La Asociación Nacional de Detallistas de Gasolinas (Anadegas) aclaró que todavía no ha ordenado retirar los terminales de pago electrónico (verifone) en las estaciones de combustibles del país, pese a que algunos expendios dejaron de aceptarlos tras interpretar de forma anticipada el anuncio realizado por el gremio.
Juan Matos, representante de Anadegas, explicó que aún no existe una instrucción oficial para suspender los pagos con tarjetas de crédito y débito. Indicó que varios propietarios actuaron por iniciativa propia, por lo que la organización les comunicó que deben mantener el servicio hasta que se tome una decisión definitiva.
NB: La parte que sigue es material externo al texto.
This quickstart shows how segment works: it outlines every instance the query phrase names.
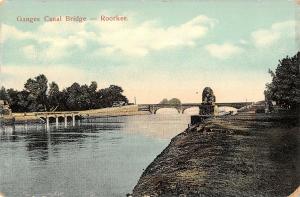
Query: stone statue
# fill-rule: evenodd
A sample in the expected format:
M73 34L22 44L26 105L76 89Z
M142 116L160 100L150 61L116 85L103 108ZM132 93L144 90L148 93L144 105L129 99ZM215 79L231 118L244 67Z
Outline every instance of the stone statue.
M216 96L210 87L204 88L202 92L202 103L199 109L199 115L214 116L217 114L217 106L215 105Z
M213 105L216 102L214 91L210 87L204 88L202 92L202 103Z

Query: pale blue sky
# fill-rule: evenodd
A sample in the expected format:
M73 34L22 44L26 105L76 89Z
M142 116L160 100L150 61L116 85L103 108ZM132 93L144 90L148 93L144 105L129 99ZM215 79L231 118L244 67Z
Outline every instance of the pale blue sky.
M139 103L263 99L268 68L299 50L294 1L32 1L1 8L1 85L21 89L44 73L60 87L97 81ZM127 22L43 21L44 16L124 15ZM40 17L37 23L16 18Z

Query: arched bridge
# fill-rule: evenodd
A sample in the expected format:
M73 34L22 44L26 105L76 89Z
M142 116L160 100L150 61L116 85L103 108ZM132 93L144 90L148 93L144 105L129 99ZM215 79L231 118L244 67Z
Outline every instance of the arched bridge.
M252 102L234 102L234 103L215 103L218 107L234 107L240 109L247 105L251 105ZM139 111L149 111L152 114L156 114L157 110L161 108L174 108L178 113L184 113L184 111L191 107L199 107L201 103L182 103L180 105L171 104L139 104Z
M68 118L72 119L72 125L75 126L76 118L80 118L81 114L77 111L68 112L36 112L35 116L46 122L47 128L49 128L50 120L55 120L56 126L58 126L59 119L63 119L65 126L68 124Z

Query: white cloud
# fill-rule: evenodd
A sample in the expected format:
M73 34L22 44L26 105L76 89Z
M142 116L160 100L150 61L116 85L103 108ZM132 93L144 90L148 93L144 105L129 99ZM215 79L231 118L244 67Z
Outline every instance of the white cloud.
M1 40L34 39L40 45L37 48L43 49L39 54L46 59L70 56L69 48L85 50L87 41L97 44L101 53L145 56L150 51L194 46L215 23L216 20L204 15L169 27L163 27L155 21L144 21L140 24L134 21L88 21L81 24L48 22L33 32L24 32L4 24Z
M242 48L231 43L209 44L205 46L205 49L211 56L219 59L227 59L242 52Z
M90 79L95 79L92 74L85 72L85 70L78 69L69 65L3 65L1 66L1 85L4 87L13 87L16 89L23 89L24 83L28 78L33 78L39 74L44 74L48 78L48 82L55 81L60 88L68 87L73 82L81 84L89 83ZM17 80L16 80L17 79Z
M38 56L38 51L34 45L27 45L22 48L22 51L28 59L36 59Z
M251 36L256 47L271 46L284 36L295 37L295 21L274 23L268 29L252 32Z
M3 43L8 39L16 39L16 40L34 39L34 34L32 32L21 31L14 26L6 25L4 23L1 24L0 32L1 32L0 43Z

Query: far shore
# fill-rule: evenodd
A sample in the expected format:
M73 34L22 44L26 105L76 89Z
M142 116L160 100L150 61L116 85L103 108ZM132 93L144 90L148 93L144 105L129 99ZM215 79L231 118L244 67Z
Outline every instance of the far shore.
M101 117L118 117L118 116L134 116L134 115L148 115L150 112L139 111L138 105L127 105L122 107L109 107L102 109L90 109L84 111L73 111L79 114L83 119L85 118L101 118ZM43 122L37 114L43 112L24 112L12 113L11 116L4 116L4 121L7 123L38 123ZM45 112L49 113L49 112ZM53 113L64 113L63 111L56 111ZM68 112L72 113L72 111Z

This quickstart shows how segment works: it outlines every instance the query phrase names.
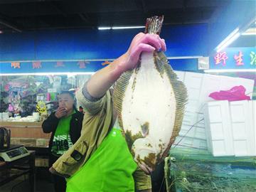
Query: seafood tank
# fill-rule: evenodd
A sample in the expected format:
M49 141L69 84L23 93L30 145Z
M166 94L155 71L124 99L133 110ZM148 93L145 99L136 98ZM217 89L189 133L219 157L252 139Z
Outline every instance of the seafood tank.
M256 191L255 156L214 157L205 151L172 149L169 159L167 191Z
El presidente de Anadegas, Juan Elías Pérez, informó que el gremio sostendrá un encuentro con representantes del Ministerio de Industria, Comercio y Mipymes (MICM), una comisión designada por el presidente Luis Abinader, Pro Consumidor y otros actores del sector para buscar una solución al costo de las comisiones cobradas por las entidades financieras.
Según el dirigente, las estaciones de combustibles consideran insostenible asumir las comisiones por los pagos electrónicos. Aseguró que la banca retiene alrededor del 27 % de la utilidad bruta del margen que reciben por cada galón vendido y, además, cobra aproximadamente siete pesos por cada transacción realizada con tarjetas, lo que, según afirma, reduce significativamente su rentabilidad.
Anadegas reiteró que no busca perjudicar a los consumidores y que, por el momento, las estaciones continúan aceptando pagos tanto en efectivo como con tarjetas. El gremio indicó que esperará el resultado del diálogo con las autoridades antes de anunciar una eventual fecha para retirar los terminales electrónicos, en caso de no alcanzarse un acuerdo.